Il recueille me dit-on un écho important dans les milieux académiques et hospitaliers. Il est même à l'initiative d'un grand hôpital parisien en cours de traduction en anglais pour être diffusé vers la communauté internationale. Une équipe de Medellín (en Colombie) réalisait de son côté une traduction en espagnol. J'en suis très sincèrement le premier surpris.

Je ne sais à ce stade si la chloroquine confirmera tout le bien qu’on en espère. Je pense en revanche que le slogan du Pr Didier Raoult : « Nous avons le droit d’être intelligents ! » est plus d’actualité que jamais.

Les centaines de messages que j'ai reçus de mes lecteurs revendiquent avec fermeté, responsabilité et dignité que l’on parle vrai au sujet de ce qui arrive.

Ce qu’hélas ni les autorités ni les médias ni même la plupart des sommités médicales ne savent plus très bien faire depuis longtemps.

 

 

Pour illustrer ce besoin d'intelligibilité, je me permets de faire figurer infra une petite sélection des messages reçus depuis deux jours.
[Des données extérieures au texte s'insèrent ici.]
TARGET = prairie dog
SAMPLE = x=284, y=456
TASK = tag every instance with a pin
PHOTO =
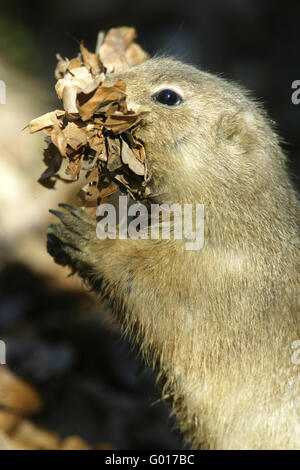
x=219, y=324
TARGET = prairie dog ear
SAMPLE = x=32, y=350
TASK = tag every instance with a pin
x=237, y=128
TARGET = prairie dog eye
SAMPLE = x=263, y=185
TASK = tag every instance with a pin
x=167, y=97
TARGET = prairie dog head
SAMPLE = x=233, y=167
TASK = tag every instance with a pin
x=203, y=135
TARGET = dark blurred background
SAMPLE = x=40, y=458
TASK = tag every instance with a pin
x=95, y=389
x=255, y=42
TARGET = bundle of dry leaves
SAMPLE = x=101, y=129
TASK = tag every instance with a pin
x=94, y=132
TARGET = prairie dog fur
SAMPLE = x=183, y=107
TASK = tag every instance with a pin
x=218, y=323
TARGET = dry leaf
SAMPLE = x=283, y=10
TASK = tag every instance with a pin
x=94, y=132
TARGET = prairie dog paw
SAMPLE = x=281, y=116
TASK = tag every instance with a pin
x=68, y=242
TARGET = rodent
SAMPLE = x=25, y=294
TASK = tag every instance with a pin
x=218, y=323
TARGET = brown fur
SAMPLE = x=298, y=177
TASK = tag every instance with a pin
x=218, y=323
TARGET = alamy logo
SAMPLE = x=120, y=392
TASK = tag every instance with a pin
x=2, y=92
x=159, y=221
x=2, y=352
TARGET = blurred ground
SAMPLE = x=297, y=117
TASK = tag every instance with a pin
x=87, y=382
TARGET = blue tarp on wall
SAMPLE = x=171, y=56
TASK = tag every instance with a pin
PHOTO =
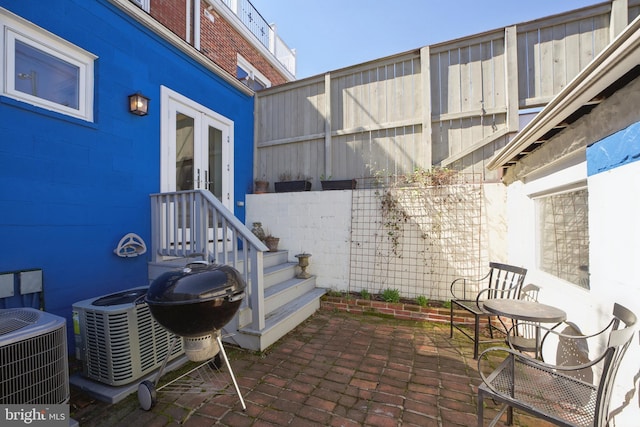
x=616, y=150
x=72, y=189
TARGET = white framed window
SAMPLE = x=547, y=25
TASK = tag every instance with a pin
x=563, y=233
x=250, y=76
x=42, y=69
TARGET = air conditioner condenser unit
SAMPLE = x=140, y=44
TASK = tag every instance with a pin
x=34, y=365
x=118, y=340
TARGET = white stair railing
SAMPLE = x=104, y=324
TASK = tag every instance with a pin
x=185, y=223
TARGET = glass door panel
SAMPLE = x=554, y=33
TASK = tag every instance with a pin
x=184, y=152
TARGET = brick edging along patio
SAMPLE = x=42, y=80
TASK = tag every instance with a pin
x=401, y=311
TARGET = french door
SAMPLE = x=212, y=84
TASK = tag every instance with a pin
x=197, y=148
x=196, y=152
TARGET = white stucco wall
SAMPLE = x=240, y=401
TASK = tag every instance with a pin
x=315, y=222
x=614, y=255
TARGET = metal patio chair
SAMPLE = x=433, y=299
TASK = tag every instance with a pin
x=502, y=281
x=575, y=391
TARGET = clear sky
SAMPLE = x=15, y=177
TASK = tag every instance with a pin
x=332, y=34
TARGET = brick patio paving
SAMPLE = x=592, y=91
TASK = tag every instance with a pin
x=336, y=369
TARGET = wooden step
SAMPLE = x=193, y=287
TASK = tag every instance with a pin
x=281, y=321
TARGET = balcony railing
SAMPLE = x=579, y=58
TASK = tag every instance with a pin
x=265, y=33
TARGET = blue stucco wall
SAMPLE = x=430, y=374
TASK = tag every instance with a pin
x=619, y=149
x=70, y=189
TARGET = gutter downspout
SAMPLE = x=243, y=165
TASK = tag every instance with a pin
x=196, y=25
x=187, y=35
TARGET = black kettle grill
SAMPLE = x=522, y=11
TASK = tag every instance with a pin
x=194, y=303
x=197, y=300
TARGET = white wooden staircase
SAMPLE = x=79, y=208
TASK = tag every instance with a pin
x=276, y=300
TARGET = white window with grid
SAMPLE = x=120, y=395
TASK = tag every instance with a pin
x=44, y=70
x=563, y=234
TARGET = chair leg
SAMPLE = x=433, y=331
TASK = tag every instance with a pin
x=476, y=337
x=480, y=409
x=490, y=327
x=451, y=322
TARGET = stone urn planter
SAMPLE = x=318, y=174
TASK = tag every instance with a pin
x=272, y=243
x=303, y=263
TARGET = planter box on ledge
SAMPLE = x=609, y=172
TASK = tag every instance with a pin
x=339, y=184
x=288, y=186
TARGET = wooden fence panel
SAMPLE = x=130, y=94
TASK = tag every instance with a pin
x=377, y=110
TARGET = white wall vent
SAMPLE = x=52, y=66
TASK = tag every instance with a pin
x=34, y=366
x=117, y=338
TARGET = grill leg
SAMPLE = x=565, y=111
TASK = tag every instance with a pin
x=233, y=377
x=174, y=341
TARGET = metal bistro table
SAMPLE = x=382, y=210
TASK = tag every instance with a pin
x=529, y=311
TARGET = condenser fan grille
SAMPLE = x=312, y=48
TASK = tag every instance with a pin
x=123, y=342
x=14, y=320
x=35, y=370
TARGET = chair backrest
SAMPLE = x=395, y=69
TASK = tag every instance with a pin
x=619, y=340
x=505, y=281
x=527, y=330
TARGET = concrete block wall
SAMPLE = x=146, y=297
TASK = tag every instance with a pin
x=315, y=222
x=319, y=222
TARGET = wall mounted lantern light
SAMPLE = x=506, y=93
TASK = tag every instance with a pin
x=138, y=104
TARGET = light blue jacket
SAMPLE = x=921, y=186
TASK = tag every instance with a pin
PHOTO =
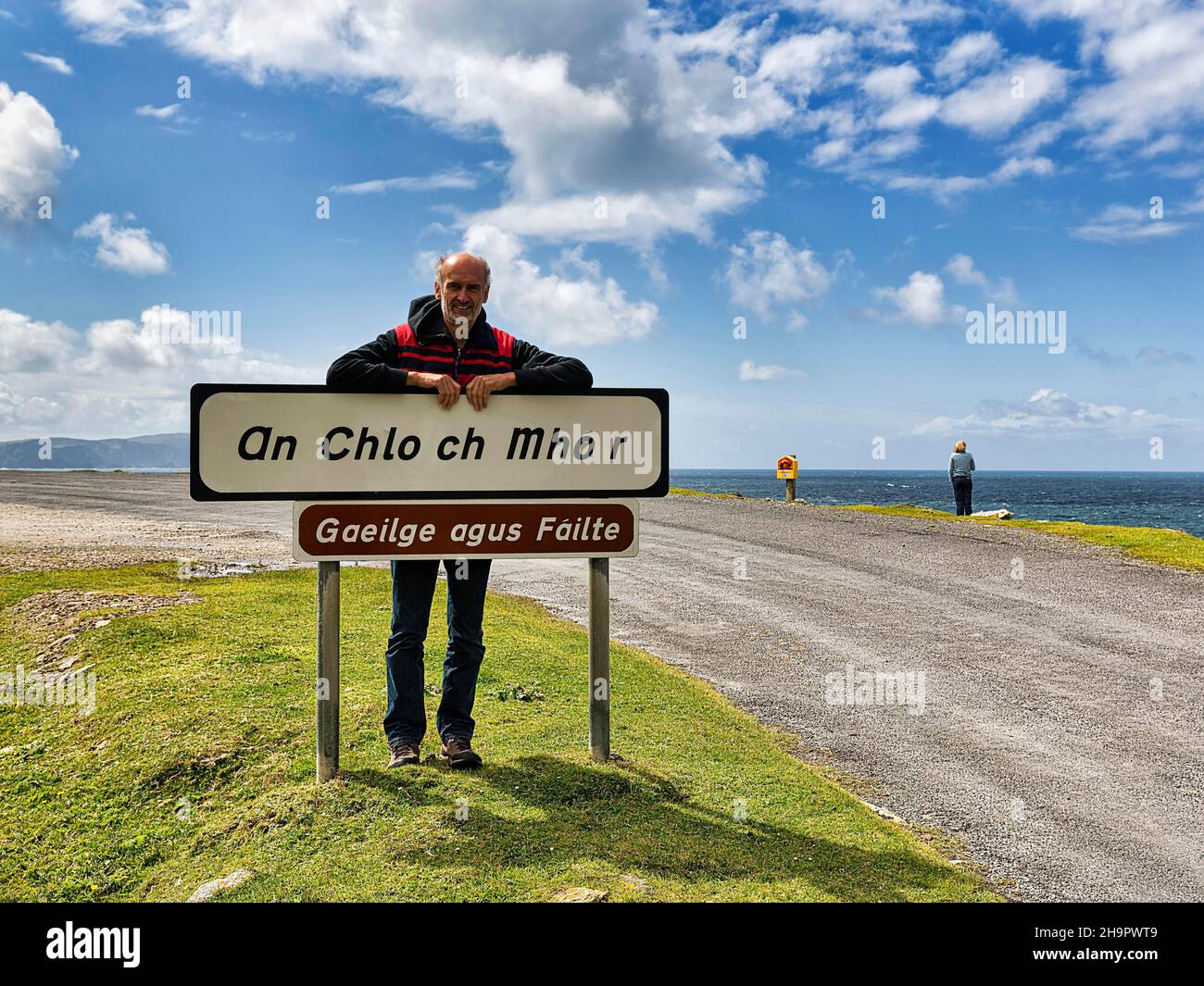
x=961, y=464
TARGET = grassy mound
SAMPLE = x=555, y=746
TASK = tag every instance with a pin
x=199, y=761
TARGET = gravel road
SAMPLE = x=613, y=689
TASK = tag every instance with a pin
x=1058, y=726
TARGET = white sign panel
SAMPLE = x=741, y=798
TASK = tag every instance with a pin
x=314, y=443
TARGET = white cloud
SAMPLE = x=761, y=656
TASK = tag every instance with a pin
x=127, y=376
x=922, y=301
x=990, y=105
x=762, y=372
x=557, y=308
x=968, y=55
x=1048, y=413
x=961, y=268
x=28, y=345
x=597, y=100
x=124, y=248
x=445, y=180
x=1151, y=52
x=31, y=153
x=765, y=272
x=950, y=187
x=159, y=112
x=53, y=63
x=1120, y=223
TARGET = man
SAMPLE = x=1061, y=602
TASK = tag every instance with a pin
x=446, y=345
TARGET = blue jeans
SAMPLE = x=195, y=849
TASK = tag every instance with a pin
x=413, y=586
x=962, y=493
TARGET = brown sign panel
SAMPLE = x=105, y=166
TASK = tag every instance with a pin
x=361, y=531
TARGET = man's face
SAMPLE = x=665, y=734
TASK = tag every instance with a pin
x=461, y=293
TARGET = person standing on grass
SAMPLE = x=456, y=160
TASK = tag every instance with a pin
x=446, y=348
x=961, y=465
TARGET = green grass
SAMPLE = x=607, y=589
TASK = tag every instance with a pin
x=199, y=760
x=1159, y=544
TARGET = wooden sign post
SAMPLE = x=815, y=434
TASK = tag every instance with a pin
x=395, y=476
x=787, y=469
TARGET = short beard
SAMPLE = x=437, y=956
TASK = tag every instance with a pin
x=454, y=318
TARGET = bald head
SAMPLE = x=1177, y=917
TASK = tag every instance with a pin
x=461, y=284
x=457, y=260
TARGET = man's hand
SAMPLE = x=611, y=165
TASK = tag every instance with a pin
x=480, y=388
x=445, y=385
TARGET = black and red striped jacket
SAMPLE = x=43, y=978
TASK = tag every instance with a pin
x=422, y=343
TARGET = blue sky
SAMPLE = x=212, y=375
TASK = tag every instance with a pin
x=639, y=176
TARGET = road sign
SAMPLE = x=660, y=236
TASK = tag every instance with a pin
x=314, y=443
x=465, y=529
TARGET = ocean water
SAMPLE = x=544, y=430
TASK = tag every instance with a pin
x=1133, y=499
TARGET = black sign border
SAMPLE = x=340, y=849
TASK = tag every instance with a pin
x=201, y=493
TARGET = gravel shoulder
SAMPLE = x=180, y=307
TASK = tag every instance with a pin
x=1060, y=737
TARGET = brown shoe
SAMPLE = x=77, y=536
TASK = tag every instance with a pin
x=402, y=755
x=458, y=752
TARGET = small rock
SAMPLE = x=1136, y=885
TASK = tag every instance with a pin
x=205, y=891
x=579, y=896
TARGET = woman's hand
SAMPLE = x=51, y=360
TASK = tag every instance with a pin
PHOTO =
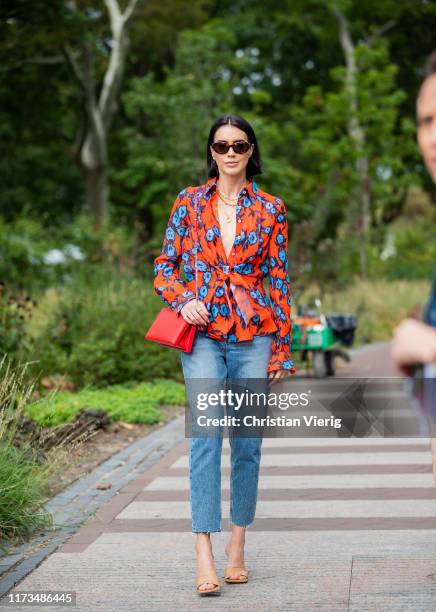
x=195, y=312
x=413, y=342
x=276, y=375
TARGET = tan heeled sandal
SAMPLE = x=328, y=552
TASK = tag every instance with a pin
x=208, y=577
x=236, y=569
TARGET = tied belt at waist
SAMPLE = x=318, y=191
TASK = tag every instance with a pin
x=240, y=285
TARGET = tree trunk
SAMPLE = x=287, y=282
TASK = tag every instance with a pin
x=357, y=135
x=92, y=149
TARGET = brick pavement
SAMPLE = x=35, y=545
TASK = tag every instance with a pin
x=340, y=525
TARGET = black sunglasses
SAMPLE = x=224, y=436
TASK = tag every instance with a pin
x=221, y=147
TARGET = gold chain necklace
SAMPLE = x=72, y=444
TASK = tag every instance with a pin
x=228, y=218
x=228, y=201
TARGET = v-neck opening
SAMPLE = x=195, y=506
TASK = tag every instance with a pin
x=215, y=205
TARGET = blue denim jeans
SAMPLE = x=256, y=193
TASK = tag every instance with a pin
x=218, y=360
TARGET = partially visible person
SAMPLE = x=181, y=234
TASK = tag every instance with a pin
x=414, y=342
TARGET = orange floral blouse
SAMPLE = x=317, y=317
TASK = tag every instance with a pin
x=231, y=288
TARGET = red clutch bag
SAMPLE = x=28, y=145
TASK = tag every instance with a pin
x=169, y=327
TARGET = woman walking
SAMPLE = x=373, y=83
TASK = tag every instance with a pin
x=242, y=333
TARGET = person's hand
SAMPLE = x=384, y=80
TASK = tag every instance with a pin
x=195, y=312
x=413, y=342
x=276, y=375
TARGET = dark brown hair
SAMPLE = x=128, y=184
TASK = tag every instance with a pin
x=429, y=66
x=254, y=165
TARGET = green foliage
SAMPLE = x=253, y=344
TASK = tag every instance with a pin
x=94, y=334
x=23, y=480
x=133, y=404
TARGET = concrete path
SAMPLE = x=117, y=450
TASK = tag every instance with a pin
x=341, y=524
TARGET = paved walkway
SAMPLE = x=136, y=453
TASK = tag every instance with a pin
x=341, y=524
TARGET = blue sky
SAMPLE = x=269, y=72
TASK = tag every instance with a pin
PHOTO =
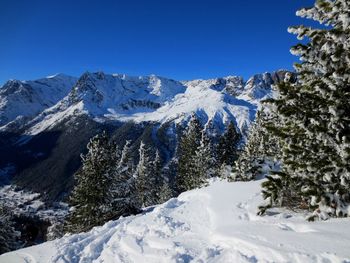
x=182, y=39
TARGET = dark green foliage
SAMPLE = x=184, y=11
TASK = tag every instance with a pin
x=91, y=199
x=227, y=149
x=315, y=117
x=261, y=153
x=187, y=177
x=9, y=237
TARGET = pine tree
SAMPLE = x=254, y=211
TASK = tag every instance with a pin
x=165, y=193
x=205, y=161
x=228, y=145
x=187, y=176
x=9, y=237
x=261, y=153
x=90, y=199
x=315, y=114
x=145, y=178
x=123, y=187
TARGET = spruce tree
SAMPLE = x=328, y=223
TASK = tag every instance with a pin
x=187, y=177
x=145, y=177
x=261, y=153
x=90, y=199
x=9, y=237
x=123, y=187
x=315, y=114
x=205, y=161
x=227, y=149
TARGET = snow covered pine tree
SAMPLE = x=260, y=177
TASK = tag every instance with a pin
x=91, y=198
x=144, y=177
x=227, y=149
x=261, y=153
x=315, y=112
x=9, y=237
x=187, y=177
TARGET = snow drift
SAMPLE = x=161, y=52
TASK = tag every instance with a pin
x=217, y=223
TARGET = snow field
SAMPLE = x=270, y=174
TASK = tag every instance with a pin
x=217, y=223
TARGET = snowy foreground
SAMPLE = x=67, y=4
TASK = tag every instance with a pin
x=214, y=224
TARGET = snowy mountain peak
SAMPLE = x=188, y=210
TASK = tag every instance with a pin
x=139, y=99
x=22, y=100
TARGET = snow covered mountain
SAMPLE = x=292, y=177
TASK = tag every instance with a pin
x=46, y=124
x=213, y=224
x=138, y=99
x=23, y=100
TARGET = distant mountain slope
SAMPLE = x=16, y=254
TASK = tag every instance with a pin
x=46, y=124
x=213, y=224
x=22, y=100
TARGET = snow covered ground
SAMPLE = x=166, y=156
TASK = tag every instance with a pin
x=217, y=223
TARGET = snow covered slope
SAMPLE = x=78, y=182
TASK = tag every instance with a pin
x=156, y=99
x=22, y=100
x=213, y=224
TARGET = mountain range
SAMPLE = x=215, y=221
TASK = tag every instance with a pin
x=45, y=124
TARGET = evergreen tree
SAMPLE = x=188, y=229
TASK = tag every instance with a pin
x=165, y=193
x=315, y=114
x=145, y=177
x=261, y=153
x=123, y=187
x=228, y=145
x=90, y=199
x=205, y=161
x=9, y=237
x=187, y=177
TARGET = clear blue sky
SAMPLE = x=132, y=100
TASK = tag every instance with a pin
x=182, y=39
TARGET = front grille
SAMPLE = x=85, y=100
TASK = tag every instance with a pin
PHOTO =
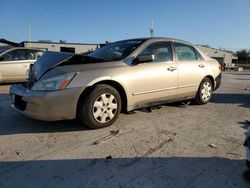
x=19, y=103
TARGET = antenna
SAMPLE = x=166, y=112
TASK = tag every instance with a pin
x=151, y=29
x=29, y=35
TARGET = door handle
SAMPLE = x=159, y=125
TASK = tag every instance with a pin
x=171, y=69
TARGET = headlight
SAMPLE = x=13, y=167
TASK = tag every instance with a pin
x=54, y=83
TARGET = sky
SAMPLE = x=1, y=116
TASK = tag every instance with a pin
x=217, y=23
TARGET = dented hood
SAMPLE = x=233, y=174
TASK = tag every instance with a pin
x=48, y=61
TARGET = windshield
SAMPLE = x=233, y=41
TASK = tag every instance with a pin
x=117, y=51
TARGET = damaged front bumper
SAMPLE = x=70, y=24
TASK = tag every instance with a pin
x=45, y=105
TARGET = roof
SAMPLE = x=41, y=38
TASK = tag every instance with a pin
x=205, y=46
x=61, y=43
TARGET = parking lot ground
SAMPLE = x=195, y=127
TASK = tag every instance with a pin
x=196, y=146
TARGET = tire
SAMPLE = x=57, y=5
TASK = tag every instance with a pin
x=204, y=93
x=100, y=108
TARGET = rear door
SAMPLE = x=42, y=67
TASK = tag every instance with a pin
x=192, y=67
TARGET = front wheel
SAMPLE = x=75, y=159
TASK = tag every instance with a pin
x=101, y=107
x=204, y=93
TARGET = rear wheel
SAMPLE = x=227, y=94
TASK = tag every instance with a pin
x=204, y=93
x=101, y=107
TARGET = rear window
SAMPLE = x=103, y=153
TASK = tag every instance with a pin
x=185, y=52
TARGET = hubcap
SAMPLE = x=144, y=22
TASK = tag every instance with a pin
x=105, y=108
x=206, y=91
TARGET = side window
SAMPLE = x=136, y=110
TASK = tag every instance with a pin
x=161, y=51
x=199, y=57
x=15, y=55
x=185, y=52
x=34, y=54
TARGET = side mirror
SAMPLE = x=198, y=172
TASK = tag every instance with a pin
x=143, y=59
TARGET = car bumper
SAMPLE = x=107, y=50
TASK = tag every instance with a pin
x=45, y=105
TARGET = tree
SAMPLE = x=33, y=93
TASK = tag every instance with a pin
x=243, y=56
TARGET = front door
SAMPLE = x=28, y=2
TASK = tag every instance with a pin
x=156, y=80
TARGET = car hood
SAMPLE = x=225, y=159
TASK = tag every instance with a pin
x=48, y=61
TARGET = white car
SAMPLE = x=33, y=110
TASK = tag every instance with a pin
x=15, y=62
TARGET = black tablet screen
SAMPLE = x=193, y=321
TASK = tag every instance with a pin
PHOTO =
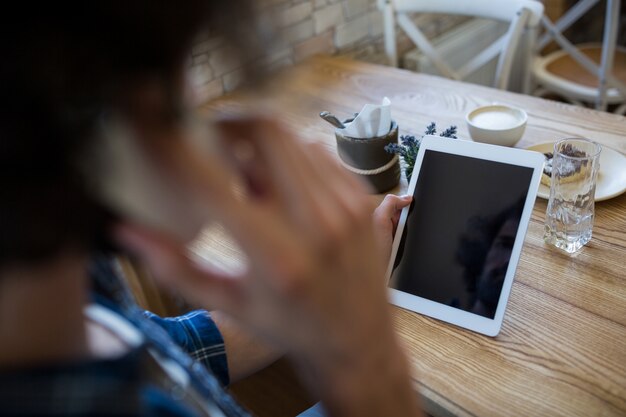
x=460, y=231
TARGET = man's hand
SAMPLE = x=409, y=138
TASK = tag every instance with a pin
x=386, y=217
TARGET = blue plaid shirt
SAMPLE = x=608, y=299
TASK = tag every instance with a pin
x=134, y=384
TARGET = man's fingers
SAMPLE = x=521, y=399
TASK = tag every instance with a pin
x=172, y=267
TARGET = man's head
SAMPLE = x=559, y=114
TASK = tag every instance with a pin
x=67, y=69
x=484, y=252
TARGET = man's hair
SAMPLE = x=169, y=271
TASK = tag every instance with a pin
x=62, y=66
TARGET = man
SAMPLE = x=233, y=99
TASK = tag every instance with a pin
x=96, y=155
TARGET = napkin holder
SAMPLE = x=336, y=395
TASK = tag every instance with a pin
x=368, y=159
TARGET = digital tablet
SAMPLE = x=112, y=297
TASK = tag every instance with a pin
x=457, y=245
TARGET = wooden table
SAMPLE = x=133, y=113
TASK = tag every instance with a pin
x=562, y=348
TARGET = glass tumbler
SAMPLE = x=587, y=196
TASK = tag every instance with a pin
x=569, y=217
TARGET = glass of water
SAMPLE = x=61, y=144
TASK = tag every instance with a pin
x=569, y=217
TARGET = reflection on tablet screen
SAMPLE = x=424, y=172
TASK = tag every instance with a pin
x=460, y=231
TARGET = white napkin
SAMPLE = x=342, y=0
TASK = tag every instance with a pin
x=372, y=121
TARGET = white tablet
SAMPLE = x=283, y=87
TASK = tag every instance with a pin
x=457, y=246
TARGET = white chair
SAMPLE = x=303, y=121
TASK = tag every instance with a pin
x=523, y=15
x=587, y=72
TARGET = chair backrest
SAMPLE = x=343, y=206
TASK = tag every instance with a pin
x=523, y=15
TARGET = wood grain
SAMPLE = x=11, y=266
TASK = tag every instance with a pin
x=562, y=348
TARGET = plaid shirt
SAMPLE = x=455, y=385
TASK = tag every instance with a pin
x=135, y=384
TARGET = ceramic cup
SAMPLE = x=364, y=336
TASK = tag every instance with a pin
x=368, y=158
x=496, y=124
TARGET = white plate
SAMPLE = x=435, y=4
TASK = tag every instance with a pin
x=611, y=177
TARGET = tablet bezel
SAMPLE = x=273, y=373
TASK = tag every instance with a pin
x=456, y=316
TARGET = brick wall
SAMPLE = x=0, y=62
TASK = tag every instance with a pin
x=351, y=28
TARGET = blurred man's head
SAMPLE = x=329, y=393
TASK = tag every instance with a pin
x=67, y=70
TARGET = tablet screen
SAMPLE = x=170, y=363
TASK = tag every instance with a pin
x=460, y=231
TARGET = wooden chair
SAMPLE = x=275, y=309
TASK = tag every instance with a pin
x=591, y=73
x=523, y=17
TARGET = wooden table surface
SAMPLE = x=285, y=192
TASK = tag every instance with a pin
x=562, y=347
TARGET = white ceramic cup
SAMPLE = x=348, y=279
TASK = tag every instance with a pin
x=497, y=124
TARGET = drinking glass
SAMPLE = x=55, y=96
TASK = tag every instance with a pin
x=569, y=217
Non pas pour le plaisir d'entendre chanter la louange de mes billets- n'importe quel professionnel un peu rigoureux aurait pu tenir les analyses que j'ai partagées. Je n'ai rien inventé, je ne fais que mon travail qui est de relier entre elles les données dont on dispose, connect the dots comme on dit.

La raison de ce partage est de souligner notre besoin commun de comprendre, donner sens, et mettre en lien avec nos valeurs fondamentales les informations qui circulent...

Le champ de la salutogenèse montre ainsi que ce dont nous avons le plus besoin face à des événements difficiles est d'intelligibilité (comprendre ce qui nous arrive), de cohérence (nous situer face aux événements à partir de nos valeurs) et d'empowerment (mettre en œuvre les pouvoirs d'agir dont nous disposons, même s'ils sont infimes). C'est ce que les travaux magistraux d'Aaron Antonovsy et Viktor Frankl avaient montré en cherchant à comprendre les ressorts intérieurs qui avaient été mobilisés par les déporté(e)s qui étaient parvenu(e)s à survivre aux camps de la mort nazis.

Contrairement à ce que l'on aurait pu croire, ce n'étaient en effet pas les gens "solides", "forts", bien "normaux" qui avaient le mieux survécu. Mais des personnes, même malingres ou en mauvaise santé, qui disposaient de cette capacité d'intériorité et d'élaboration psychique.

Que les partages qui suivent soient pour nous tous l'écho réconfortant du sens que nous cherchons à trouver ensemble pour mettre en perspective les discours qui nous sont tenus, et qui sont dans l'ensemble pour l'heure si indigents.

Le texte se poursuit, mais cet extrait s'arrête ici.